# african land snails/stick insects



## encorewrc (Oct 27, 2006)

been looking on ebay(bored lol) and came across giant african land snails and stick insects for reptile food!!! do they seriously eat these things if so what reptiles do...

not in the care sheets lol

dee


----------



## dagger (Sep 3, 2005)

They have to put that they are live food, as it's against ebay policy to sell live animals, unless it's for food.
It's just a way round to sell them..


----------



## encorewrc (Oct 27, 2006)

Would that work for kids:hmm: ... now there's a thought!!!!!!!!!!!!


----------



## Huk7 (Jan 16, 2007)

Blue tongue skinks absolutely love ALS (sorry snail lovers!!).

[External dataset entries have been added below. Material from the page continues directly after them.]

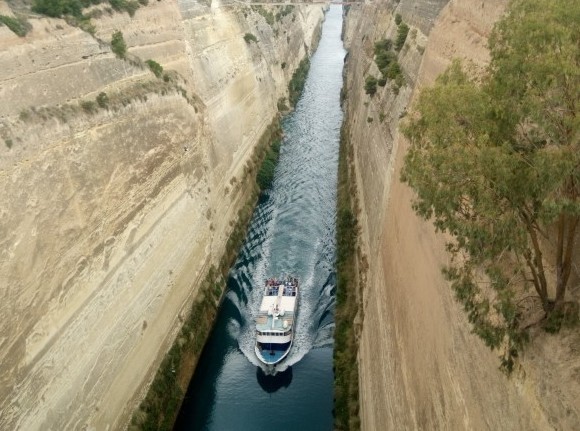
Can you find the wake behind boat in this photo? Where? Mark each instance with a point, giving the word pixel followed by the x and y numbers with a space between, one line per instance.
pixel 275 320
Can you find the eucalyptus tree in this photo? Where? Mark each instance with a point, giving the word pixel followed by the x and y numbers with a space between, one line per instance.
pixel 495 162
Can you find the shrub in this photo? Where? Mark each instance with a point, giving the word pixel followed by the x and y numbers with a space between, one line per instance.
pixel 18 26
pixel 155 67
pixel 103 100
pixel 89 106
pixel 402 32
pixel 383 45
pixel 298 80
pixel 282 107
pixel 249 37
pixel 118 44
pixel 371 85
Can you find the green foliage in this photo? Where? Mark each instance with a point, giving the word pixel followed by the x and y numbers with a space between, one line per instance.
pixel 370 85
pixel 18 26
pixel 346 396
pixel 59 8
pixel 497 166
pixel 268 15
pixel 286 10
pixel 102 100
pixel 383 58
pixel 282 107
pixel 402 32
pixel 296 84
pixel 155 67
pixel 249 37
pixel 118 44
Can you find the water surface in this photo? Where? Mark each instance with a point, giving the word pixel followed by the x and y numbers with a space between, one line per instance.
pixel 292 232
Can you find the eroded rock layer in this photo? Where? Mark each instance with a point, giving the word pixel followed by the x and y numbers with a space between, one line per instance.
pixel 419 365
pixel 112 212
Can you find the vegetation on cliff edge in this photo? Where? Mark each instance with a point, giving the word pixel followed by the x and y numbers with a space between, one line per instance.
pixel 495 163
pixel 160 407
pixel 18 26
pixel 298 80
pixel 346 389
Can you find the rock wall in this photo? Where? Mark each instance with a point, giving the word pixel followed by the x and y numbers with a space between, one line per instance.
pixel 111 216
pixel 419 365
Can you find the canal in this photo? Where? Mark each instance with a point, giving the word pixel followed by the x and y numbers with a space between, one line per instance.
pixel 292 232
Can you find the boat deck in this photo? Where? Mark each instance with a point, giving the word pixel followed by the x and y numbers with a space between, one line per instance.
pixel 268 323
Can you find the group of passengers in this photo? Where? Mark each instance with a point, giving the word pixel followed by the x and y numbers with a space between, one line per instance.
pixel 289 286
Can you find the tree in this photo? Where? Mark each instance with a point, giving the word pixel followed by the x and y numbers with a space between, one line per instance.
pixel 496 164
pixel 371 85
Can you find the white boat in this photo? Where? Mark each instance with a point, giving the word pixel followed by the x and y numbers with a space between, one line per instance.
pixel 275 320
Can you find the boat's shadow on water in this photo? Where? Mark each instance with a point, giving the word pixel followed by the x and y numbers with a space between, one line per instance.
pixel 270 383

As for stick insects, well I would imagine most lizard sp. would eat them, not much of a meal though :lol2:


----------



## encorewrc (Oct 27, 2006)

sort of like grasshoppers/locusts i suppose...


----------



## rachy (Nov 18, 2006)

My pink tongue skink will only eat snails!!


----------



## encorewrc (Oct 27, 2006)

do you reackon its something to try a beardie on.. stick insects and snails for a bit of variety


----------



## Graham (Jan 27, 2007)

When my GALS are all grown up and start laying I'll be using the eggs as terrapin food, better than freezing them and throwing them out. They're 5-6mm diameter and they lay hundreds at a time, several times a year!


----------



## Schip (Mar 31, 2007)

My beardies, eyeds and curly tails all love them, their food preference goes GALS, Dubia Roaches, Zebra roaches, lobster roaches, waxies, Locusts, crickets if I MUST!


----------